The Dan Smith Strat featured a 4-bolt neck, a cavity on headstock for truss rod adjustment, and pre-1966-shaped headstock. The CBS block letter logo was still applied to the smaller headstock, which made it look kind of awkward. The bridge is the same cast saddle bridge you should find on a ’70s Strat. The “Smith Strat” was only issued only in 1982, and is generally thought of as an improvement over ‘70s models. The Smith Strat brings in good money in today’s market ($1,300-$1,600, if the condition is nice).

The 2-Knob “New for 1983” Stratocaster Model
After a half decade with no model changes, 1982 brought the Dan Smith Strat and its many changes. But in 1983, yikes. The result: a completely redesigned Stratocaster (and Telecaster). This was CBS Fender’s last design before selling the company, and production briefly went to Japan while the new Fender company re-tooled, and prepared for USA production.

Freeflyte Stratocaster Bridge

One major change was that the ’70s bridge was gone and replaced with a new bridge called the “Freeflyte” bridge. Never heard of it? That’s because it only lasted one year. Though it does work well, it bends under its own weight when pushed down. It featured new saddles and a one-year-only “pop-in” tremolo bar, which commands over $200 in today’s market since they are so scarce and it’s the only bar that fits this model. This bridge was designed by Schaller to be a top-loader, and therefore, the 1983 2-knob Strat has no back plate.
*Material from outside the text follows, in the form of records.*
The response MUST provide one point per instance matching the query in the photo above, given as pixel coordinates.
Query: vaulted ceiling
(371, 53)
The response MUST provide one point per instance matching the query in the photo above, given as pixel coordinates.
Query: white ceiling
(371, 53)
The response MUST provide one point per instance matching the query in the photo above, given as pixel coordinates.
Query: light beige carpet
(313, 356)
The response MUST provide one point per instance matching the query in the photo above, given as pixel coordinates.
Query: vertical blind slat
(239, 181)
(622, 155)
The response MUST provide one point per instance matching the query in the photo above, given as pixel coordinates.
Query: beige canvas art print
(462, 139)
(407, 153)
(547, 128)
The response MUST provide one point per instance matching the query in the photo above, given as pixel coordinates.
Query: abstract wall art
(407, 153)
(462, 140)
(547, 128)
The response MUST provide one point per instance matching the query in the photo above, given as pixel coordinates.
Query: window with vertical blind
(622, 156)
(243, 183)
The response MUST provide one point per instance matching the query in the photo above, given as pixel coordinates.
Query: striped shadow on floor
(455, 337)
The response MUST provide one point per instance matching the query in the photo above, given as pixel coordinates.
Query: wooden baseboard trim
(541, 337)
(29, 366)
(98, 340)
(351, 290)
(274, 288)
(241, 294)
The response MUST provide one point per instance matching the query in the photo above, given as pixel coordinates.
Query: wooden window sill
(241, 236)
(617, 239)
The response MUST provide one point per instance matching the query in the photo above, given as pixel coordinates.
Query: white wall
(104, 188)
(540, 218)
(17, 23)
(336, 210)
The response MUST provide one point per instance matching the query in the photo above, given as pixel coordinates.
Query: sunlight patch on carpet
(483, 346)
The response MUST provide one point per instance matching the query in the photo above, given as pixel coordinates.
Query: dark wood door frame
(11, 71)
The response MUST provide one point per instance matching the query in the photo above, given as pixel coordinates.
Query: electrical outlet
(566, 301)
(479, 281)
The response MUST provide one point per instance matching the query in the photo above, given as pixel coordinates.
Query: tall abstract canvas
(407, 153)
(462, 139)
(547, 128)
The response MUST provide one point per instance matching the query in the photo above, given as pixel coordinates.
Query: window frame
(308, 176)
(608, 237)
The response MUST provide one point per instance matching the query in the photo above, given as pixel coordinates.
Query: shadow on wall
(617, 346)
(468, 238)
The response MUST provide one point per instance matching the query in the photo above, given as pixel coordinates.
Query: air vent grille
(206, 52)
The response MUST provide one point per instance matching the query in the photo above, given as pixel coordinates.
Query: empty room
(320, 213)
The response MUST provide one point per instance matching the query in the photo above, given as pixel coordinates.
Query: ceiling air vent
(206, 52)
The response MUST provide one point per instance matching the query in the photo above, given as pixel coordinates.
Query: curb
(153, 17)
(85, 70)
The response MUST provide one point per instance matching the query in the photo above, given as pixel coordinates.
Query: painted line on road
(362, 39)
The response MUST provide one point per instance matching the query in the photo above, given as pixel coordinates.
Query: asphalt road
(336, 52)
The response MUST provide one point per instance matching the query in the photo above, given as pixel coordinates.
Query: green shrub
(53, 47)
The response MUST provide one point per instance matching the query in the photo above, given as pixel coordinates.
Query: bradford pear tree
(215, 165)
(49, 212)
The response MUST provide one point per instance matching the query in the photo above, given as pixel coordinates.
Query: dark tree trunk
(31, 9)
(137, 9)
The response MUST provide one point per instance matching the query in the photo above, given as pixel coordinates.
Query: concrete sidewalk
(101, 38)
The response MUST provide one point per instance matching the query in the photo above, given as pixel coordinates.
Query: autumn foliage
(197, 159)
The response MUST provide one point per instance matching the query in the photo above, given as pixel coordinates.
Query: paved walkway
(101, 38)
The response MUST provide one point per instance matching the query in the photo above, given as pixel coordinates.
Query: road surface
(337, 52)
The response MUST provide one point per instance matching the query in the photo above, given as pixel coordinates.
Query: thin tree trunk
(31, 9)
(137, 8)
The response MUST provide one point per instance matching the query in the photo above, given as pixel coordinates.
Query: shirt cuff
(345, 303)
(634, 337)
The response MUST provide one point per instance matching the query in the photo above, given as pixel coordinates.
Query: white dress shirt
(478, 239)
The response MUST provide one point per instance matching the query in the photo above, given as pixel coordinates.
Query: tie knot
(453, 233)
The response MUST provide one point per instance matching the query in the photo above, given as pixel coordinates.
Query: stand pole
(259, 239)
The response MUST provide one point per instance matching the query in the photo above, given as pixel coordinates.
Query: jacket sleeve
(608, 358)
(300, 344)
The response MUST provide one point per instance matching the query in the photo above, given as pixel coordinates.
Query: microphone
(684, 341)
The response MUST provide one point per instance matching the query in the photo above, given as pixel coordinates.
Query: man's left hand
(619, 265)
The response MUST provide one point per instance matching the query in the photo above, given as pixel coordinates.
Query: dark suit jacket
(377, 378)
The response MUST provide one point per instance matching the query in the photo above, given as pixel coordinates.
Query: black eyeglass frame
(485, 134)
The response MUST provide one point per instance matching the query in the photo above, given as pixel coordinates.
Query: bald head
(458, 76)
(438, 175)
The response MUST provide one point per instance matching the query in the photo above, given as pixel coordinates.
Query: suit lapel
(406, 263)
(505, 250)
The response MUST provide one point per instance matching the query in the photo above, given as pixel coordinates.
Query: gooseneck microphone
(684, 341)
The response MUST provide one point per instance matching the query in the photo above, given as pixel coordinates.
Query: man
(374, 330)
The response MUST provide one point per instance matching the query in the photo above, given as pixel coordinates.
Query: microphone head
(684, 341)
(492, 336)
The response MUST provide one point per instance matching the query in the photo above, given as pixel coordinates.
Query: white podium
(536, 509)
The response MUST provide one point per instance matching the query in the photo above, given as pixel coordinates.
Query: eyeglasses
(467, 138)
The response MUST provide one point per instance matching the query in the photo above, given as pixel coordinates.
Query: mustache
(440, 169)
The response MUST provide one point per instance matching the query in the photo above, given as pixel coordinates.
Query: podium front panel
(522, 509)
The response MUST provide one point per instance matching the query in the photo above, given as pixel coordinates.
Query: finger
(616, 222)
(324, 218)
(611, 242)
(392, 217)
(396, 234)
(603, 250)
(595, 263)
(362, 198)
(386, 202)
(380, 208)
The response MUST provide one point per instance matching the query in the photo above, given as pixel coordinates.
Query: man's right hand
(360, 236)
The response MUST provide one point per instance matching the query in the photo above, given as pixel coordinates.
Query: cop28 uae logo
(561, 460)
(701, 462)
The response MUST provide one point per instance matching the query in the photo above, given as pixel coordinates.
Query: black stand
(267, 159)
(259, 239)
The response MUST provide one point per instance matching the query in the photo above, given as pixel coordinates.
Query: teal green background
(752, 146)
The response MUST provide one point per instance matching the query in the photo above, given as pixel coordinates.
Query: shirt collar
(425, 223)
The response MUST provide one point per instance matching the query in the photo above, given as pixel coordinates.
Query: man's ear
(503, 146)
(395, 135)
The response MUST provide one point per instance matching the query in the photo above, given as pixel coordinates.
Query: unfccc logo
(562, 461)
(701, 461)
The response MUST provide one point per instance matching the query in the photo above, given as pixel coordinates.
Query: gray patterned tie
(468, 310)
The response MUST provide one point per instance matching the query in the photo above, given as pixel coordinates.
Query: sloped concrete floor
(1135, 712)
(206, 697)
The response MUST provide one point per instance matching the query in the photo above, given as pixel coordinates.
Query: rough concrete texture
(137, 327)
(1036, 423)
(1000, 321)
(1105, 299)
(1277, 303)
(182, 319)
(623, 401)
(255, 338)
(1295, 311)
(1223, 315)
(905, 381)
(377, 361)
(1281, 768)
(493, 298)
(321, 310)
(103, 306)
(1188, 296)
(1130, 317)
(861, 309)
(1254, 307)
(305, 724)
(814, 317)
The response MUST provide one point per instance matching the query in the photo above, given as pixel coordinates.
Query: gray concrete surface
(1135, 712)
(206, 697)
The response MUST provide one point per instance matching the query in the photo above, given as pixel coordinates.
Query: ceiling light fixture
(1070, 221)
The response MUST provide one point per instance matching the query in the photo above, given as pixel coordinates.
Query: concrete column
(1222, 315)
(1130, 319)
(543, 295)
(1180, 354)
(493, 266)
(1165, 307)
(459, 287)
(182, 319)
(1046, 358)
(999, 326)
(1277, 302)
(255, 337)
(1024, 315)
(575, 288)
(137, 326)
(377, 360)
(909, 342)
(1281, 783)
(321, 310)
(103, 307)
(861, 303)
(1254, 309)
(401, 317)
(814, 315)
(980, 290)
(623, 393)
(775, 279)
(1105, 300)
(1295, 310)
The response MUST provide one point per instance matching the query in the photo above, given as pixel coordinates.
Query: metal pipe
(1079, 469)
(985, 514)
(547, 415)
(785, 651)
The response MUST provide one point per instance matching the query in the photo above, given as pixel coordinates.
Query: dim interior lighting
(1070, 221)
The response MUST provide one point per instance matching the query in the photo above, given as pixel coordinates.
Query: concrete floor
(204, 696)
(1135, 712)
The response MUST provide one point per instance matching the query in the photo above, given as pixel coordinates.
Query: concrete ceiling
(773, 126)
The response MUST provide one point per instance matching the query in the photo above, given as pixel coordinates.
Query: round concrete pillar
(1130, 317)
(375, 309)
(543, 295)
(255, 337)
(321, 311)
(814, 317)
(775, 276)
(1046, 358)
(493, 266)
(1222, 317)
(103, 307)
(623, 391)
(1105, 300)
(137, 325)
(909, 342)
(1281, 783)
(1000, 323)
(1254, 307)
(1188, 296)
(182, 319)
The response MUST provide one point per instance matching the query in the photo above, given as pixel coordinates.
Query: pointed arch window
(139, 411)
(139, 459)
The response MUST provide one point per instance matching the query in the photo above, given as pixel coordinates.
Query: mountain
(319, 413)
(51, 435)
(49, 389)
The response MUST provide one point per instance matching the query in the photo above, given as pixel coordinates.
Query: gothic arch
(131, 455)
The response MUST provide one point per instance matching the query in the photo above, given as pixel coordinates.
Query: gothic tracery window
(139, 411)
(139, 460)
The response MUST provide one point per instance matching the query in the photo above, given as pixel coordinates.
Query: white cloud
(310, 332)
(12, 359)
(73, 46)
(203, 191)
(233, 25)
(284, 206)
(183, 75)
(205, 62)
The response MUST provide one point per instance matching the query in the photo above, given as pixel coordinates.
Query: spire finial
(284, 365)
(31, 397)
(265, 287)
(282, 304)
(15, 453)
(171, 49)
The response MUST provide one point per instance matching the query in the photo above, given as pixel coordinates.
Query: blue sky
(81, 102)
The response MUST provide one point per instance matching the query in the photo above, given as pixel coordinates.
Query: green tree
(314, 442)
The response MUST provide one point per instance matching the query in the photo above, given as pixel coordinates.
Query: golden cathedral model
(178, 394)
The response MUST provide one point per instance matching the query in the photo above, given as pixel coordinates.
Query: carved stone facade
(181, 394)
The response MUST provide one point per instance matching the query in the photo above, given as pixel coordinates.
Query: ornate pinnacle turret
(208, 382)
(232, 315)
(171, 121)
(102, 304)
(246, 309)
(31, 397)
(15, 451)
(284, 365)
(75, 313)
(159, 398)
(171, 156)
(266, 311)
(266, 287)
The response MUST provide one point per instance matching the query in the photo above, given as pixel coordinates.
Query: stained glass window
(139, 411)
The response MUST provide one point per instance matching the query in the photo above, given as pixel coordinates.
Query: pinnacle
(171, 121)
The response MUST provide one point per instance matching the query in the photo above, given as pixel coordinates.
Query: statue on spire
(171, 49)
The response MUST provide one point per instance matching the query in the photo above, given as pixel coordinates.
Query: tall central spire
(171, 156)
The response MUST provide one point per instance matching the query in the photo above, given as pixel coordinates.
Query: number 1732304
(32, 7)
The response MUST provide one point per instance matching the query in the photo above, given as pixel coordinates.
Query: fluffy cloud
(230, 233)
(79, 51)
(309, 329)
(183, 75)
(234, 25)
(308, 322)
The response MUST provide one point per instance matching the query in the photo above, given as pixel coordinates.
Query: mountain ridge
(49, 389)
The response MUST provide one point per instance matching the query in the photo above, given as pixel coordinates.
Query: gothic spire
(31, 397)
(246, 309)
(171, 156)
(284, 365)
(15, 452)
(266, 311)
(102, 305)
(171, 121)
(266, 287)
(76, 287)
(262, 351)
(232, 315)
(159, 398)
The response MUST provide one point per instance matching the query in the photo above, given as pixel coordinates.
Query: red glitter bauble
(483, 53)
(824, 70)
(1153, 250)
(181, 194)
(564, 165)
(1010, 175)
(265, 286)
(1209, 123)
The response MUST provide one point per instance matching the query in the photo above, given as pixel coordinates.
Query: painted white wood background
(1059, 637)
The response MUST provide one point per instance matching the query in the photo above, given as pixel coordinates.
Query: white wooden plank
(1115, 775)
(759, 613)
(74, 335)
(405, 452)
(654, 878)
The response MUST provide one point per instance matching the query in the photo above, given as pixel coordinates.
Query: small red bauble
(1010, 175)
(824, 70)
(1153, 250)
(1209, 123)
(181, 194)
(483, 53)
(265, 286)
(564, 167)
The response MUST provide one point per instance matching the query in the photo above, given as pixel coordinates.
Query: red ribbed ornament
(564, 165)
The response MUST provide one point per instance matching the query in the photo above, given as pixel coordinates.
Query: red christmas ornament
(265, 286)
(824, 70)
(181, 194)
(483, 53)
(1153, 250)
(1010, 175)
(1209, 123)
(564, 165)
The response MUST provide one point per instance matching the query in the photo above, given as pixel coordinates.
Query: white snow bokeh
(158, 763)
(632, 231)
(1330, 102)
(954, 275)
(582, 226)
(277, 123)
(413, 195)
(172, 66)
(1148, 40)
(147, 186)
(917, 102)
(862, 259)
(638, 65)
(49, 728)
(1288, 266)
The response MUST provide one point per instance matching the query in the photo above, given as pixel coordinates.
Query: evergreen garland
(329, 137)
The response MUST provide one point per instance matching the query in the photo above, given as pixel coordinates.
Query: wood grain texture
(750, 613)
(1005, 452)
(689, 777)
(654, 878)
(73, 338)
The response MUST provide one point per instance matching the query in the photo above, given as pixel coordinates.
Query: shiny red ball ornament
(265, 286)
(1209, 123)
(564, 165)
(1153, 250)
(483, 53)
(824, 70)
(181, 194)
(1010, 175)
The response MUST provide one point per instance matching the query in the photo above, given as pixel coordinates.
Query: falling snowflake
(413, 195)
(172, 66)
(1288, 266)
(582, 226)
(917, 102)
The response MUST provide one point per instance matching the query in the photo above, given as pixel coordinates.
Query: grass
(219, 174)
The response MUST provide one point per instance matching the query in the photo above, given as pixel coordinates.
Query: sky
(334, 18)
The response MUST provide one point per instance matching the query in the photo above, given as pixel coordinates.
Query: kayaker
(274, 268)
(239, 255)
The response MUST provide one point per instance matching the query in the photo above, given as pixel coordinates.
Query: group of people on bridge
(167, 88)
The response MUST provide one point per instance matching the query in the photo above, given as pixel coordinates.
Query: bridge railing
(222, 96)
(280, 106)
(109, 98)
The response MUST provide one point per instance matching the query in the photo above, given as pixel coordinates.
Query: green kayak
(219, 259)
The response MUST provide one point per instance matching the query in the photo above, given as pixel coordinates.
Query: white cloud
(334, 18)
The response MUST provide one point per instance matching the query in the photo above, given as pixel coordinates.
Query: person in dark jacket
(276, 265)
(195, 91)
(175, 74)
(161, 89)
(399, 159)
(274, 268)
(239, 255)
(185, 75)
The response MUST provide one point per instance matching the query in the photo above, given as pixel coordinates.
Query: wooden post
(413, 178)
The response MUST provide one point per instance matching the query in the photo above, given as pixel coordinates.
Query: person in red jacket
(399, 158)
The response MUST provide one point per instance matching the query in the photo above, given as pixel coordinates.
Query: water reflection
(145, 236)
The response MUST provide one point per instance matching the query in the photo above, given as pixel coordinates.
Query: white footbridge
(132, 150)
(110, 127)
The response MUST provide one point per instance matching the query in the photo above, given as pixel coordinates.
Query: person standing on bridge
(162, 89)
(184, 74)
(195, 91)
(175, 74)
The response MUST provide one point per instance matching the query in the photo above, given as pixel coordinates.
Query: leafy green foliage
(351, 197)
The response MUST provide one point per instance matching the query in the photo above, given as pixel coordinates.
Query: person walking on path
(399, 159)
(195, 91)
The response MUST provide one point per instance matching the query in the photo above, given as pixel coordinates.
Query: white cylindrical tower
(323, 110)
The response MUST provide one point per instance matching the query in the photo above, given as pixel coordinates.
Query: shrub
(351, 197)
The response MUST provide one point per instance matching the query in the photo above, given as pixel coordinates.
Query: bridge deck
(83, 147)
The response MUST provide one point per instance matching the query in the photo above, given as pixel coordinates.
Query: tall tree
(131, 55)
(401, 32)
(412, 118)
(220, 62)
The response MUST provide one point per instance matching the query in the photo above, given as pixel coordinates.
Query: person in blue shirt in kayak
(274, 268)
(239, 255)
You guessed it! The 2-knob Strat has only two control knobs: one master volume control and one master tone control. The spot for the third knob became the location for the guitar’s input jack.

The recessed plate on the front of the guitar was gone. A single-ply pickguard that resembles the plastic ’50s pickguards replaced the three-ply white/black/white ‘guard. The headstock remained small, but instead of the awkward larger font, this model boasted the smaller gold outlined Fender logo.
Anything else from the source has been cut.